Mindsets shape the worlds we create for ourselves. They influence the lives we lead, the actions we take, and our future possibilities. Our mindset is our unique set of assumptions-our world view and philosophy of life. Any mindset starts with a simple belief about ourselves that guides our lives. Our beliefs about ourselves and our place in the world, which we often call self-esteem or confidence, permeates every part of life. Much of what we consider our personality grows from our mindset. Similarly, much of what prevents us from fulfilling our potential grows from it, too.
After decades of research, Stanford professor Carol Dweck, Ph.D. developed the concept that one’s mindset greatly affects achievement and success. She found that people with a fixed mindset believe their basic qualities, like intelligence or talent, are simply unchanging traits. These people spend their time documenting their talents instead of developing them. They also believe that talent alone creates success-without effort. People with this kind of mindset are less likely to flourish than those with what Dweck calls a growth mindset.
People with a growth mindset see things differently. They believe they can develop their basic abilities through dedication and hard work and that brains and talent are just the starting point. This view creates a love of learning and a resilience that is essential for great accomplishments. Embracing and teaching a growth mindset creates motivation, increases productivity, and enhances relationships.
A fixed mindset can quickly lead to a scarcity mindset–a poverty mentality of sorts. This mentality orients the mind automatically and powerfully toward unfulfilled needs. Scarcity creates a strong drive to address urgent needs while ignoring future goals. Scarcity makes us myopic-forcing the mind to focus on and overvalue the present paucity. When we find ourselves in this frame of mind, we only attend to pressing issues and fail to make investments in the future, even when future benefits can be substantial. Attending to the future requires cognitive resources, which scarcity depletes. A poverty mentality influences the belief that we shouldn’t spend money; we’ll have limited opportunities; we should avoid risk of any kind; and success will be fleeting.
Although we can’t observe mindset directly, we can infer the nature of it by the actions people take. Mindset determines how we frame issues, what we believe, how we respond to setbacks, and how we interpret emotions such as fear and motivation.
When people possess what I call a Success Mindset, they have an emotional yet positive response to new and different information-an abundance mentality. They want to grow because they believe they will always have enough, and usually they will have more than enough. They allow excitement, curiosity, passion, and achievement-drive to guide their decisions and actions. Most importantly, they control their own fears and try to mitigate the negative emotions of others.

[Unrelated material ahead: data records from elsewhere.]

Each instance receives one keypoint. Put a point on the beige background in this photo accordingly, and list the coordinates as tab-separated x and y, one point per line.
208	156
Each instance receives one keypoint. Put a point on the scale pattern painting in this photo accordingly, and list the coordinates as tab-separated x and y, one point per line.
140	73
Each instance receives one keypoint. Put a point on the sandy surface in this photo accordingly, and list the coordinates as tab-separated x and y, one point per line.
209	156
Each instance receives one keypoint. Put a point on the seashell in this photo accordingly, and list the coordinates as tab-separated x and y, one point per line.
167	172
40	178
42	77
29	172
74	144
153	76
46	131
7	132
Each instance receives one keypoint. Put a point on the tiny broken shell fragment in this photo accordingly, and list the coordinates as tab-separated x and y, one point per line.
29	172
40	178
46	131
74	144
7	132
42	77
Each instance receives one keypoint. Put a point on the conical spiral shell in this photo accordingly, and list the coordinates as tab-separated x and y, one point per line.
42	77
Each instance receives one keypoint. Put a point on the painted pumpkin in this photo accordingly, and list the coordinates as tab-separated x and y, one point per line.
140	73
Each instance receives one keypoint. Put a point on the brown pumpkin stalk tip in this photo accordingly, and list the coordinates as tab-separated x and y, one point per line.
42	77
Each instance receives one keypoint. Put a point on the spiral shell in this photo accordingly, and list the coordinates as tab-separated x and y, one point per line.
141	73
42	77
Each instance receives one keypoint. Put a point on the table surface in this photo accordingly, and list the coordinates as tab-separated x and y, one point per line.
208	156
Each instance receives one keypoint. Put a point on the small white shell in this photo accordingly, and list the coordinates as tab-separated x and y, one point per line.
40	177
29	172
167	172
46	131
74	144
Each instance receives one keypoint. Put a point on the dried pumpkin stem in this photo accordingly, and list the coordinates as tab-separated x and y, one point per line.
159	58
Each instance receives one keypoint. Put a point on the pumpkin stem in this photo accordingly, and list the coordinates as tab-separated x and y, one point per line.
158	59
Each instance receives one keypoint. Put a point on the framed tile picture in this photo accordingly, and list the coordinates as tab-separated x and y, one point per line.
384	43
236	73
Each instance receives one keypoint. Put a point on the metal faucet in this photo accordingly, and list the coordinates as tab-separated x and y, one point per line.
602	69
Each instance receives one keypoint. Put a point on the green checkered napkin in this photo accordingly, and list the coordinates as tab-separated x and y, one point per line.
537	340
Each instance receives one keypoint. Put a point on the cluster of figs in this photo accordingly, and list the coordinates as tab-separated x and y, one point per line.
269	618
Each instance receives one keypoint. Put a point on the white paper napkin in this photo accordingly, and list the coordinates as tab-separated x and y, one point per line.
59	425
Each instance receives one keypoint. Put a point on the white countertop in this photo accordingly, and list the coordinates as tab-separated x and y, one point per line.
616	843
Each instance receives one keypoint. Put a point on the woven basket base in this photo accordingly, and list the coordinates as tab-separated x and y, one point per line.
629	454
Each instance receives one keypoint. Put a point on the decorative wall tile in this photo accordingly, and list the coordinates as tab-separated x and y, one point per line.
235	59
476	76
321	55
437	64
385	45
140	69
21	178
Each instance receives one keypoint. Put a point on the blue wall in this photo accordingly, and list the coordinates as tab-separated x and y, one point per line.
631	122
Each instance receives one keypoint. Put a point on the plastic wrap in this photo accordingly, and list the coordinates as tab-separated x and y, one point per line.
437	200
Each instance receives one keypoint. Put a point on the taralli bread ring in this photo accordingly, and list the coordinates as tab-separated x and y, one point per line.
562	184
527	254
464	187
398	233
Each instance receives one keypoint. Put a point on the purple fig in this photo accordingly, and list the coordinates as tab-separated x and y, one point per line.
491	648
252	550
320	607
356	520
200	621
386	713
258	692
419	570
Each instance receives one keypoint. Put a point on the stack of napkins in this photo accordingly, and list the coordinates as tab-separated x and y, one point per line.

People with a Success Mindset don’t ignore, diminish, or deny fear; they accept it. They realize focusing on fear, even while trying to reduce it, won’t prove productive. Instead, they allow themselves and others to experience fear, but then take actions that provide a sense of accomplishment and momentum-the antidotes to the immobility fear can cause. They also refuse to second-guess their tough calls; they ask for help from trusted advisers; and they eschew unsolicited feedback. Most of all, they trust their abilities to sail in uncharted seas.
The decision-making process involves more than evaluating what we see and hear: it’s a biological process. Cognition is part physiological, part psychological, and part contextual-but it’s not always rational. People with the right mindset for success reduce the risk of very human cognitive biases and decision traps. They are systemic thinkers, discerning as well as curious. They remain open to new ideas without being naïve, and they avoid the trap of hubris.
Why can some people embrace a growth mindset and bounce back from adversity while others languish? Research tells us that we want power and authority over our futures. When we perceive control in our lives, we feel optimistic and secure. When we don’t, we feel persecuted, overwhelmed, unmotivated, and powerless.
People with a Success Mindset don’t allow these kinds of self-defeating behaviors to interfere with their own skills for combating uncertainty, and they prevent others from slipping into a victimization mindset, too. A Success Mindset-one that shapes resilience-recognizes that challenges aren’t permanent; talented people can figure things out; and even failure isn’t fatal. The Success Mindset allows leaders to learn from past missteps and helps them move past them, so people and organizations can thrive.